Last week Sweden's Data Inspectorate announced that it would open a review into the Stockholm-based payment company's data processing. The regulator said it had received "several complaints" about the company. Data protection regulators in the EU have the power to carry out data protection audits under the EU's General Data Protection Regulation (GDPR).
"Klarna is a large company and their treatment concerns many individuals and relates to a large amount of personal data," the Data Inspectorate said in a statement. "After taking note of the company's data protection policy and several complaints from individuals that concern Klarna and these issues, there is reason for us to review Klarna's processing of personal data."
In response, Klarna told Out-Law.com that it is "positive" about the audit and that it would answer the Data Inspectorate's questions and assist the regulator "any way we can". It said it was not surprised that the Data Inspectorate had decided to open an audit into its practices given the priorities the regulator set in its supervisory plan for 2019-2020, which was adopted last month.
One of the priority areas that will be subject to the regulator's "special supervision" over the next year is in relation to clarifying firms' obligations under payment services laws in the context of the requirements they also face under data protection law.
Klarna said: "The data protection authority already formally clarified … in its supervisory plan for the coming year, that banks and payment service providers are one of several industries (alongside for example health and medical services where audits already initiated, mobile operators and school etc.) that they will focus on, and given that Klarna is the largest players in Sweden and across Europe, it is both expected and reasonable that we are included in this."
"Our hope is that the data protection authority can help to create even clearer guidelines and clarity about working with personal data going forward, and we are happy to be a constructive party to this work," it said.
"The careful handling of all kinds of data is extremely important, and it is also important that our customers feel confident in how we work with it.

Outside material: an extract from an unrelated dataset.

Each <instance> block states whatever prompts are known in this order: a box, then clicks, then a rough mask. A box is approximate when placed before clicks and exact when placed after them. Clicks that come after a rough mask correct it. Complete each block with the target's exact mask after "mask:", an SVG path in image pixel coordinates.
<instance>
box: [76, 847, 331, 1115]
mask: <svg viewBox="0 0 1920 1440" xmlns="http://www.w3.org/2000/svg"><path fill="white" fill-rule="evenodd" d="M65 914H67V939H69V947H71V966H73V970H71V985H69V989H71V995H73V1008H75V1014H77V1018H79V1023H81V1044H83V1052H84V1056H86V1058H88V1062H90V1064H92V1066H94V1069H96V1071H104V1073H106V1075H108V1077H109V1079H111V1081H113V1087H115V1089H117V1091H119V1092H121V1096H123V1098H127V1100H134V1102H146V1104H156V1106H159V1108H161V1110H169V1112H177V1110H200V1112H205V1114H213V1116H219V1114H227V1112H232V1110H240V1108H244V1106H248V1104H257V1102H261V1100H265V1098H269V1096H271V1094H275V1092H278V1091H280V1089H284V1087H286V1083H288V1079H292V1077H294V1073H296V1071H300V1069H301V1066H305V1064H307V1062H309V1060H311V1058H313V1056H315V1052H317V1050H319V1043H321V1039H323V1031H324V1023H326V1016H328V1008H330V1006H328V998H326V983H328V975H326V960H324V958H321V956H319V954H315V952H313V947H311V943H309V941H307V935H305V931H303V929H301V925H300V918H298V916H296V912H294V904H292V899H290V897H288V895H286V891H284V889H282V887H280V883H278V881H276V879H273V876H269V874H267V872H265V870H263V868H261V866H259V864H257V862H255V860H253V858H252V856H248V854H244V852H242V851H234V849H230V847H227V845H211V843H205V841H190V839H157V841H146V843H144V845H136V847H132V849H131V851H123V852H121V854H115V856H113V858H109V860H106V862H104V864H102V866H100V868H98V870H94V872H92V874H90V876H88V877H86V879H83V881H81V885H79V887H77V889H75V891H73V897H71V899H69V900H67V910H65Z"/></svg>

The questions asked are in relation to our credit products and data retention under GDPR which is the core of our offering, so again is reasonable we are included," Klarna said.
"We are aware that a small number of complaints have been filed in Sweden, we always take complaints seriously, and work proactively to ensure issues are addressed for future. Given we are processing up to over one million transactions a day, the number of questions and complaints about how we handle personal data is very low proportionate to that but of course very important," the company said.
Payments and technology law expert Angus McFadyen of Pinsent Masons, the law firm behind Out-Law.com, said: "The GDPR introduced new rights to data subjects that all businesses have had to factor into their compliance processes. Fulfilling ‘right to be forgotten’ requests, for example, will be a particular challenge for firms, including those in the payments sector, where they face anti-money laundering and transaction risk monitoring obligations. Some commentators have remarked that there is a tension between some of the GDPR’s provisions and those contained in the EU’s second Payment Services Directive (PSD2)."